Exploding Mystery

by Elizabeth Stuart

Published 30 June 2006
This study seeks to explore the connections between gender and sexual identity and Christian sacramental theology and practice, in the light of contemporary debates around these issues in the Churches. Stuart approaches the sacraments from the perspective of queer theory and theology, drawing upon the work of two contemporary Christian mystics who have claimed to observe the inner workings of the sacraments, in order to explore how, from a Christian perspective, identity may be forged in the liturgical space between worlds. She goes on to examine the implications of such an understanding for contemporary discussion around these issues within western Christianity. Elizabeth Stuart argues that from a theological perspective queer theory is informative because sexuality and gender have never had ultimate status in the Christian tradition.
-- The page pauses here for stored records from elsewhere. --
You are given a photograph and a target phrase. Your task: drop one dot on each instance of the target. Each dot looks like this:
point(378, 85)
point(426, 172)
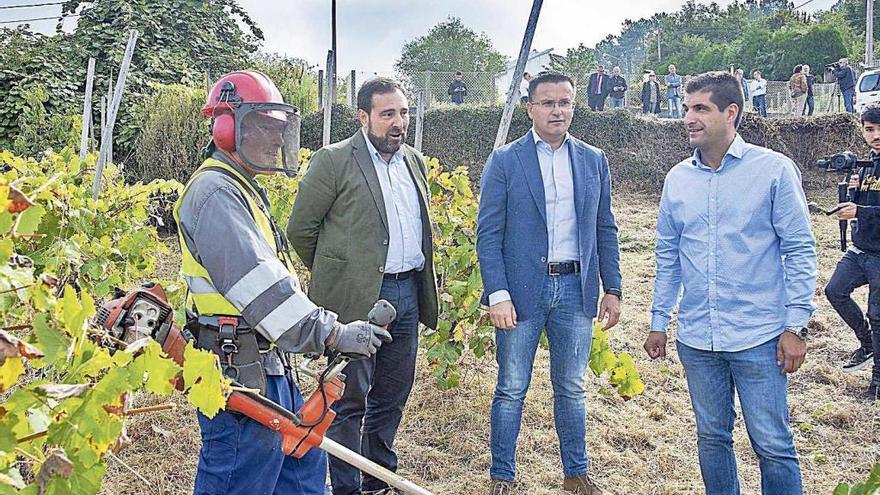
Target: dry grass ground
point(644, 446)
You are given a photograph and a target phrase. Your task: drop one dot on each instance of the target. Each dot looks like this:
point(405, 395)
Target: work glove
point(358, 339)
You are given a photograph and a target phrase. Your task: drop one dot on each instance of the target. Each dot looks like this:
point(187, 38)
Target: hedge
point(640, 149)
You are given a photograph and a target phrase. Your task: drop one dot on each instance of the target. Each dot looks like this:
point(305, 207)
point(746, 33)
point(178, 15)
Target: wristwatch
point(801, 332)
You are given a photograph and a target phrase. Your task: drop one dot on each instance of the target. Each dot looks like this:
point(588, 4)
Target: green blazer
point(339, 228)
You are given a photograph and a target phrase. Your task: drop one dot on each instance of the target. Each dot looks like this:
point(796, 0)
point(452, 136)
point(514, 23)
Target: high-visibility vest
point(201, 293)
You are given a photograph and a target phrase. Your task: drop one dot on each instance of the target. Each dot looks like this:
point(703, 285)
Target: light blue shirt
point(562, 228)
point(402, 209)
point(736, 243)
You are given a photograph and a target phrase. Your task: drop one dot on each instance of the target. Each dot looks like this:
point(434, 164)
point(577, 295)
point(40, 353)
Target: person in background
point(651, 95)
point(758, 88)
point(598, 89)
point(673, 92)
point(457, 89)
point(797, 86)
point(860, 265)
point(811, 101)
point(745, 85)
point(618, 89)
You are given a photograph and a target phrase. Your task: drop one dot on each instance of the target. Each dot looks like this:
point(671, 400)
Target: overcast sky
point(372, 32)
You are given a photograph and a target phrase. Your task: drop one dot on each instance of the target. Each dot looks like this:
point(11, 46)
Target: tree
point(451, 46)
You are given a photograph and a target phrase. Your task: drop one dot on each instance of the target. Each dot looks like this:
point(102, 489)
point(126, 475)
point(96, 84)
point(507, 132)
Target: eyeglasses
point(562, 104)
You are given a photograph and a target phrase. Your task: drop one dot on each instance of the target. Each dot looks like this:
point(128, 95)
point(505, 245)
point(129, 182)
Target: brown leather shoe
point(582, 485)
point(501, 487)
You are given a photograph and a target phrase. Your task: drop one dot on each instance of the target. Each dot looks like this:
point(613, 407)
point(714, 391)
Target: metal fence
point(485, 88)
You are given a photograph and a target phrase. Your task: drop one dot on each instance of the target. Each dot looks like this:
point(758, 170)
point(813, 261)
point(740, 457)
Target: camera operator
point(846, 78)
point(861, 263)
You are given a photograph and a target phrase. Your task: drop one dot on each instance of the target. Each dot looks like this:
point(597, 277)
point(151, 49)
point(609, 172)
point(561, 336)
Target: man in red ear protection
point(244, 301)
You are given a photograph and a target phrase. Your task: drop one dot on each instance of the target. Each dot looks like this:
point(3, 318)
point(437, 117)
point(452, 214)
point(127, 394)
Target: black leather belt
point(563, 267)
point(400, 276)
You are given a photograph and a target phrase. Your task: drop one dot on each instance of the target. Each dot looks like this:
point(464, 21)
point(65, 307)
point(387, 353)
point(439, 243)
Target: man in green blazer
point(360, 223)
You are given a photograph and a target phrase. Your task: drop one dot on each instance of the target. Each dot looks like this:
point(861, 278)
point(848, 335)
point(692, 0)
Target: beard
point(386, 144)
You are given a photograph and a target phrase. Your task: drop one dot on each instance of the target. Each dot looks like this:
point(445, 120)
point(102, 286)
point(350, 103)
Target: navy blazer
point(512, 243)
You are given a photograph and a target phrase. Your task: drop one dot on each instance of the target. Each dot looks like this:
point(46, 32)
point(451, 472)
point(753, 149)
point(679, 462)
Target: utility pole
point(335, 53)
point(507, 115)
point(659, 55)
point(869, 33)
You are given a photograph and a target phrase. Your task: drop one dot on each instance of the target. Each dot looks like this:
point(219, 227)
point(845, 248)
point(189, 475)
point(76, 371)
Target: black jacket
point(866, 228)
point(617, 82)
point(646, 97)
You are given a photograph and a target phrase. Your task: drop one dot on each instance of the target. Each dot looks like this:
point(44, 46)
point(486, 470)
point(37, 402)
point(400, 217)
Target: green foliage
point(295, 78)
point(39, 130)
point(869, 487)
point(448, 47)
point(172, 135)
point(59, 250)
point(179, 41)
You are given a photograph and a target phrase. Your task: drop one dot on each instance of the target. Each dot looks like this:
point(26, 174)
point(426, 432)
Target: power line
point(38, 19)
point(27, 5)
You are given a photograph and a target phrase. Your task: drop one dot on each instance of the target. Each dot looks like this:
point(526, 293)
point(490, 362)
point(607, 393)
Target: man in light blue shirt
point(734, 238)
point(545, 237)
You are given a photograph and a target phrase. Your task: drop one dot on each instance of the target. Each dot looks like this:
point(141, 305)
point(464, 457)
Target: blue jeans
point(760, 102)
point(854, 271)
point(674, 104)
point(559, 310)
point(242, 457)
point(376, 390)
point(848, 95)
point(714, 378)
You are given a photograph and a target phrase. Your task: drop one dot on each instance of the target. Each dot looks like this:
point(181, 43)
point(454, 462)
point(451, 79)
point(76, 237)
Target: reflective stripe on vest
point(201, 294)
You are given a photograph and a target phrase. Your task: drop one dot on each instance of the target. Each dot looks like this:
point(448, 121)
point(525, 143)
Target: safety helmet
point(249, 116)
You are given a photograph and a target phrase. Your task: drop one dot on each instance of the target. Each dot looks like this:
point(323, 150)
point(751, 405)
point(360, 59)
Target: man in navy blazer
point(545, 236)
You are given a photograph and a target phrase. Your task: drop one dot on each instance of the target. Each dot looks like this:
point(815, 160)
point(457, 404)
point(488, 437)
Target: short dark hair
point(548, 77)
point(871, 114)
point(376, 86)
point(723, 88)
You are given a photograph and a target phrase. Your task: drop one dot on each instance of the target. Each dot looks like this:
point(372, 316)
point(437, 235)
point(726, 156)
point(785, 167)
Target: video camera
point(844, 163)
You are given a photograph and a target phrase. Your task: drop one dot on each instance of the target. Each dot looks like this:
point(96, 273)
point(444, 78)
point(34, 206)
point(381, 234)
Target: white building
point(537, 62)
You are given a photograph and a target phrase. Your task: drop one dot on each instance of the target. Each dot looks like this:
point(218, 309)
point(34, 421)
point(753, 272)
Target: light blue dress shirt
point(402, 209)
point(562, 228)
point(736, 243)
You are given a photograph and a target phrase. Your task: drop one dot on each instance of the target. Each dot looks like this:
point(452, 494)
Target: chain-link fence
point(486, 88)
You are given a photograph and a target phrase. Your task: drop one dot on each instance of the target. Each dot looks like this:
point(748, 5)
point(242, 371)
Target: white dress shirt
point(402, 209)
point(562, 227)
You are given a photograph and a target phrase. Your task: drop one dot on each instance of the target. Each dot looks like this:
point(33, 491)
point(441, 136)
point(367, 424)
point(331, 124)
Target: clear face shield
point(267, 137)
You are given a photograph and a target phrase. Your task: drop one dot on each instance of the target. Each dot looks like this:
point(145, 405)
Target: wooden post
point(328, 98)
point(87, 111)
point(106, 137)
point(507, 115)
point(353, 90)
point(320, 88)
point(420, 120)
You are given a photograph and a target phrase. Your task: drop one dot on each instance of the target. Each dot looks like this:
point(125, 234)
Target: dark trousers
point(854, 271)
point(376, 390)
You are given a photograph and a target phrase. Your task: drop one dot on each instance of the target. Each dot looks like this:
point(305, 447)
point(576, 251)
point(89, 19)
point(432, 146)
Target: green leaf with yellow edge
point(158, 369)
point(204, 382)
point(10, 370)
point(52, 341)
point(29, 219)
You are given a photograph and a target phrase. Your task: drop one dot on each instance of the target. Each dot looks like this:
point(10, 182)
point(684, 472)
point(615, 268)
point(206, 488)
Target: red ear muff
point(224, 132)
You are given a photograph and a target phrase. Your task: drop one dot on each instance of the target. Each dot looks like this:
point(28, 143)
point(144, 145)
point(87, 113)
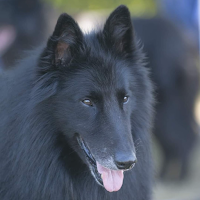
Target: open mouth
point(92, 162)
point(111, 180)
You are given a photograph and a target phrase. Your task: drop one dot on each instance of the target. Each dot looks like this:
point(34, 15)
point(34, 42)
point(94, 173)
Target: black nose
point(125, 162)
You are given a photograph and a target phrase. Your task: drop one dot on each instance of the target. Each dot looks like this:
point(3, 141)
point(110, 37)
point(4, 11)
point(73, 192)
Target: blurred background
point(169, 32)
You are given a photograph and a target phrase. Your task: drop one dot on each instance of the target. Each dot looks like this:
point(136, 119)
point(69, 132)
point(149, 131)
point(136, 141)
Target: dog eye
point(125, 100)
point(87, 102)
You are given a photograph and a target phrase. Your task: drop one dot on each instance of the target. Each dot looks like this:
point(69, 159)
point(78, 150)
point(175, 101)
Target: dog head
point(95, 79)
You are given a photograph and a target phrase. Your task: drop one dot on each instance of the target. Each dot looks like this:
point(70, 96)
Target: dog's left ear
point(118, 31)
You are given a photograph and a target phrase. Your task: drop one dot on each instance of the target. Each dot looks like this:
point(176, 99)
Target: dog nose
point(125, 162)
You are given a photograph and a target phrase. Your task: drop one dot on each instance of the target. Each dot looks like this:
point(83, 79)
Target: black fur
point(42, 113)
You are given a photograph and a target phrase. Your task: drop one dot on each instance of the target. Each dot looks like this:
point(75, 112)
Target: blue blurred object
point(182, 12)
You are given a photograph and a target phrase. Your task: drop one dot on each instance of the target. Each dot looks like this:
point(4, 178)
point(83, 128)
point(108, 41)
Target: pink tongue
point(112, 179)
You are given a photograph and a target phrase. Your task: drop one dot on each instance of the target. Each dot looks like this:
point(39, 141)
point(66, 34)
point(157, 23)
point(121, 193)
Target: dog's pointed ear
point(118, 31)
point(65, 42)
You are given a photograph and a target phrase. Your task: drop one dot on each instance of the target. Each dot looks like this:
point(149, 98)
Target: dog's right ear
point(65, 42)
point(62, 46)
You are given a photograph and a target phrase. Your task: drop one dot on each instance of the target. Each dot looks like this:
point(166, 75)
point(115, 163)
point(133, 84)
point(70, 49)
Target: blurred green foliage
point(137, 7)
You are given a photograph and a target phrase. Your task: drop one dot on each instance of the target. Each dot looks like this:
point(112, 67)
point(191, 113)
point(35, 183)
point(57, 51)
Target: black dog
point(73, 115)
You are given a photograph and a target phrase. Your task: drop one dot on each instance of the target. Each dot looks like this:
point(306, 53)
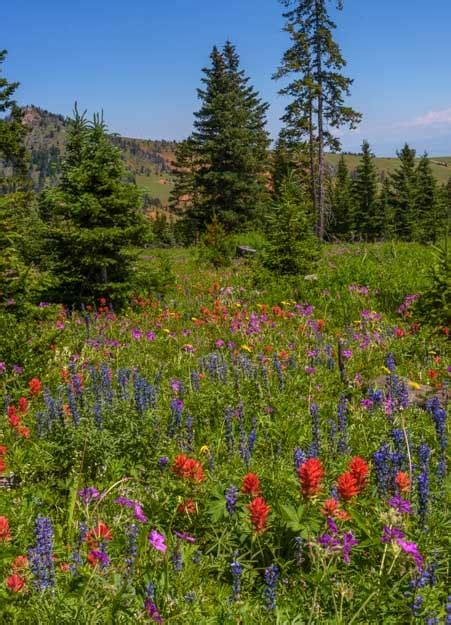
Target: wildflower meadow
point(224, 453)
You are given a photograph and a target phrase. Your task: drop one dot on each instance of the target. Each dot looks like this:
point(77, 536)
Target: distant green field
point(388, 165)
point(155, 188)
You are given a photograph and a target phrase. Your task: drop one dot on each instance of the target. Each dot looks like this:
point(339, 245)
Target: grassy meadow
point(235, 450)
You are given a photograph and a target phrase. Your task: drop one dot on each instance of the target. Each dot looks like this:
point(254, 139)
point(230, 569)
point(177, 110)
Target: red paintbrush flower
point(251, 485)
point(13, 417)
point(358, 468)
point(188, 468)
point(187, 507)
point(347, 486)
point(311, 474)
point(330, 506)
point(23, 431)
point(35, 386)
point(259, 511)
point(402, 481)
point(99, 533)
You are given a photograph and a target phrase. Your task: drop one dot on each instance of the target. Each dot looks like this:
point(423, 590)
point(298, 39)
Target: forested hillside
point(149, 162)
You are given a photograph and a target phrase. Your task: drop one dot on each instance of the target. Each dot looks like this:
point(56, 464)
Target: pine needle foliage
point(93, 218)
point(292, 245)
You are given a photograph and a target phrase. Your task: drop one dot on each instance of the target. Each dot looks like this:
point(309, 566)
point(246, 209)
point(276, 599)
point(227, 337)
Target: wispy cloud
point(433, 118)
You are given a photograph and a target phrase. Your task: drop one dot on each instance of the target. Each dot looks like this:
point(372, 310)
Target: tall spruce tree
point(292, 245)
point(93, 218)
point(403, 190)
point(367, 218)
point(341, 223)
point(13, 153)
point(225, 162)
point(318, 89)
point(386, 210)
point(429, 207)
point(17, 275)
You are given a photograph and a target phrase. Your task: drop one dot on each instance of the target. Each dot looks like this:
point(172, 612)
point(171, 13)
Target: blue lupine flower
point(299, 458)
point(228, 425)
point(299, 548)
point(131, 532)
point(314, 448)
point(237, 571)
point(342, 425)
point(271, 579)
point(40, 556)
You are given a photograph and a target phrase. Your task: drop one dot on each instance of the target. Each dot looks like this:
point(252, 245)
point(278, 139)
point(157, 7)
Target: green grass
point(153, 185)
point(389, 165)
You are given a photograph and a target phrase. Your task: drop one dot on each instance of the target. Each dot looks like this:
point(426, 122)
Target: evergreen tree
point(289, 159)
point(429, 218)
point(403, 192)
point(225, 159)
point(318, 90)
point(12, 137)
point(386, 211)
point(341, 223)
point(292, 245)
point(367, 219)
point(93, 218)
point(18, 277)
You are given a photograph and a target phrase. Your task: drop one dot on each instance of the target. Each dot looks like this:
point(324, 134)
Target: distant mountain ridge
point(150, 163)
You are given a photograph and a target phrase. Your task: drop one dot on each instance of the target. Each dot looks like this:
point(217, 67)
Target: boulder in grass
point(418, 393)
point(243, 251)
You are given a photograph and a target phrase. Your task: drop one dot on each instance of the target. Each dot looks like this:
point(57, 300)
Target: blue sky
point(141, 60)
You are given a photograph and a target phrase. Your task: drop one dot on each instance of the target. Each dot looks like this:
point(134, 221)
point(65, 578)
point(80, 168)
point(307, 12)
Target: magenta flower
point(152, 611)
point(96, 556)
point(88, 494)
point(412, 550)
point(391, 533)
point(185, 536)
point(401, 505)
point(139, 513)
point(157, 541)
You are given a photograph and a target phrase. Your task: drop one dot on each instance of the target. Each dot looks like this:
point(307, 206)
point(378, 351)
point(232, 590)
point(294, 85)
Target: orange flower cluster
point(259, 510)
point(251, 485)
point(311, 474)
point(402, 481)
point(188, 506)
point(35, 386)
point(188, 468)
point(100, 533)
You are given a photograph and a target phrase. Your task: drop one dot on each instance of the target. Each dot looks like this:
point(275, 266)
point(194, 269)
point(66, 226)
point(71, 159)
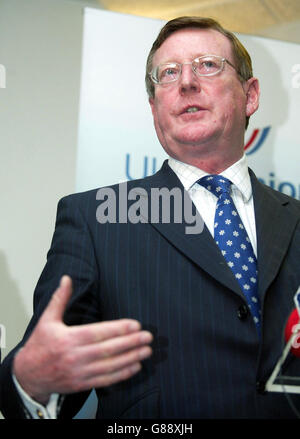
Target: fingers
point(58, 303)
point(115, 346)
point(113, 377)
point(96, 332)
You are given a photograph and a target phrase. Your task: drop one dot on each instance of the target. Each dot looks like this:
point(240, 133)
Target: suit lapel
point(274, 227)
point(200, 248)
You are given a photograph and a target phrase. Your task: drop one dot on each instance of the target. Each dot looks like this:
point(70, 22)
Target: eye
point(167, 73)
point(208, 65)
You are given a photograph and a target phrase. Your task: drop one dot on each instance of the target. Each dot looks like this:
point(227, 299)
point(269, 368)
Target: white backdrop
point(117, 140)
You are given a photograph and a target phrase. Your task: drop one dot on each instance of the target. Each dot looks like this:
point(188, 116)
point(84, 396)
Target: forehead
point(186, 44)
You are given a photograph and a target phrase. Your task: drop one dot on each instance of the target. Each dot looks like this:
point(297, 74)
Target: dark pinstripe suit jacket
point(207, 358)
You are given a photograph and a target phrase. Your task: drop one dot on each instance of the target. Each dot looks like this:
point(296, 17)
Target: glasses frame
point(222, 59)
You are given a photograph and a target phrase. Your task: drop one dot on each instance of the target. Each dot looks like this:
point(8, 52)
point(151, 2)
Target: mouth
point(191, 109)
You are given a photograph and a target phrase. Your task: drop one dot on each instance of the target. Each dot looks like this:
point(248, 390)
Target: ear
point(252, 91)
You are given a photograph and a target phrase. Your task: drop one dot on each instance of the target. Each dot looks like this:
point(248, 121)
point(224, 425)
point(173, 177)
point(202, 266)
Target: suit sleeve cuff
point(36, 410)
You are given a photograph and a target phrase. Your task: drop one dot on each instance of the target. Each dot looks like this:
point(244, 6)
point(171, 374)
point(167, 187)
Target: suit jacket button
point(242, 312)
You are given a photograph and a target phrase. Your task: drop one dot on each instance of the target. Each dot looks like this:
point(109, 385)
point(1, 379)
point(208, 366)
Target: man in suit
point(211, 354)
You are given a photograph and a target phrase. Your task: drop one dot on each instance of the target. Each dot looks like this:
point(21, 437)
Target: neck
point(212, 164)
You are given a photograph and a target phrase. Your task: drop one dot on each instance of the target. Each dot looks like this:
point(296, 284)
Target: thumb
point(58, 303)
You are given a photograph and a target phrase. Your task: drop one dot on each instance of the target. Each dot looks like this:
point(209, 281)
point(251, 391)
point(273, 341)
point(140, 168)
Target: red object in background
point(292, 321)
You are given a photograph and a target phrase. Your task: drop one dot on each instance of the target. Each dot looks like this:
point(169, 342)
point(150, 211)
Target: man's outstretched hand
point(65, 359)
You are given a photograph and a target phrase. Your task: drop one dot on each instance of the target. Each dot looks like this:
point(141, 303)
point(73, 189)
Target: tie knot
point(217, 184)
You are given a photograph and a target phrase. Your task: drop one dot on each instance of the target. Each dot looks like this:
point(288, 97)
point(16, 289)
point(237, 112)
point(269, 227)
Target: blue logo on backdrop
point(256, 140)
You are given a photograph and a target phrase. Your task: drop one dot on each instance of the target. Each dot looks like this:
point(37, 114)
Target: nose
point(189, 83)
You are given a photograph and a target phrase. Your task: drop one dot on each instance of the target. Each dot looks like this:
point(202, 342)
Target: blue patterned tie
point(231, 236)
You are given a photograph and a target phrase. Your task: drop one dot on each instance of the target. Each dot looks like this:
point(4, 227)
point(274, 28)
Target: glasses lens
point(207, 65)
point(167, 73)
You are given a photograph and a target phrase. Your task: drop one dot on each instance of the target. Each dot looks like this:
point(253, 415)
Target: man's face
point(221, 100)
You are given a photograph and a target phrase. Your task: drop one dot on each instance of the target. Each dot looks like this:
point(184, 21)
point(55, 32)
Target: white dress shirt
point(205, 203)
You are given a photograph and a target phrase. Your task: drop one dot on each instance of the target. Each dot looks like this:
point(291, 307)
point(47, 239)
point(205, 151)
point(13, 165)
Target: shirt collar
point(237, 173)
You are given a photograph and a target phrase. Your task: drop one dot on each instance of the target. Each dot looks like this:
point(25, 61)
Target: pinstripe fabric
point(206, 360)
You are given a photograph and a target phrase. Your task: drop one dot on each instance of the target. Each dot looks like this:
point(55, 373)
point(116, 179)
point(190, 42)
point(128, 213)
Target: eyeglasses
point(206, 65)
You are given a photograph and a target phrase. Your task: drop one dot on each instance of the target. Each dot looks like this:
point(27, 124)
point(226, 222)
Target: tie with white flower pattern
point(231, 236)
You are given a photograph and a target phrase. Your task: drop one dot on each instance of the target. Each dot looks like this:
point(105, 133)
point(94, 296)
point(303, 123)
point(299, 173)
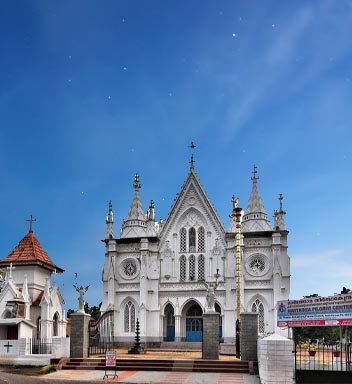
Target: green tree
point(94, 311)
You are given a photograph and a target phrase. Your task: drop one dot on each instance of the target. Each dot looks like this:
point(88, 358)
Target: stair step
point(162, 365)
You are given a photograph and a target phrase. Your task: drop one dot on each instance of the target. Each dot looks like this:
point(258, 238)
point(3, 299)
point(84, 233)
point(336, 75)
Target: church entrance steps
point(187, 345)
point(235, 366)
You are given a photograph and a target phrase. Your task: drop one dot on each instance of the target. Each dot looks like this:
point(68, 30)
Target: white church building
point(30, 307)
point(155, 271)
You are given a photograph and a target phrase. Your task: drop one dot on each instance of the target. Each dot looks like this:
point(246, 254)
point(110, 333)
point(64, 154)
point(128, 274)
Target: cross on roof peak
point(255, 177)
point(31, 223)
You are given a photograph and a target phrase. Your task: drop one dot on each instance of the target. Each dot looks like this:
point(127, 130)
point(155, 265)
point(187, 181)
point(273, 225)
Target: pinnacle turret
point(109, 223)
point(255, 218)
point(135, 224)
point(279, 216)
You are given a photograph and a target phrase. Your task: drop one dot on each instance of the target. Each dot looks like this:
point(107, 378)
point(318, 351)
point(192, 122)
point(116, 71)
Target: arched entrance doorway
point(194, 323)
point(218, 309)
point(170, 323)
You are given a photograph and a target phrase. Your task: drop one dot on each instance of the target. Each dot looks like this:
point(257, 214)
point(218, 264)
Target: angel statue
point(81, 290)
point(210, 298)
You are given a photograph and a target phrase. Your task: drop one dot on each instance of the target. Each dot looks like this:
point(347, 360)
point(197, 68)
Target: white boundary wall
point(19, 352)
point(276, 360)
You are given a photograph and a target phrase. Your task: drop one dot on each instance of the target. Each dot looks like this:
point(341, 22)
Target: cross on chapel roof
point(31, 222)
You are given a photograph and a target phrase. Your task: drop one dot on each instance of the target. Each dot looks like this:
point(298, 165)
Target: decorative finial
point(192, 146)
point(31, 222)
point(136, 184)
point(235, 201)
point(151, 210)
point(110, 216)
point(109, 224)
point(192, 162)
point(254, 178)
point(281, 198)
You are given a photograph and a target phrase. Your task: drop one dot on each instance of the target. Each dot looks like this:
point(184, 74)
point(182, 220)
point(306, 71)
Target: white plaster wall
point(276, 360)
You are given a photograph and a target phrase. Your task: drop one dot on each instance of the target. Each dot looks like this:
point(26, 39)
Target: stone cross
point(31, 222)
point(10, 269)
point(81, 290)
It is by baptism and not by biology that one becomes a Christian. "Exploding Mystery" seeks to extend that argument into a theory that the sacraments are the means by which the Church performs its identity and therefore individual members of the Church are created and formed by their participation in that performance.
Furthermore if this theory is credible, this sacramentally informed and performed identity must impact upon the performance of the identity scripts handed down by the dominant culture. Stuart maintains that the Church is the only community under a mandate to be queer and that it is rendered queer through its sacraments.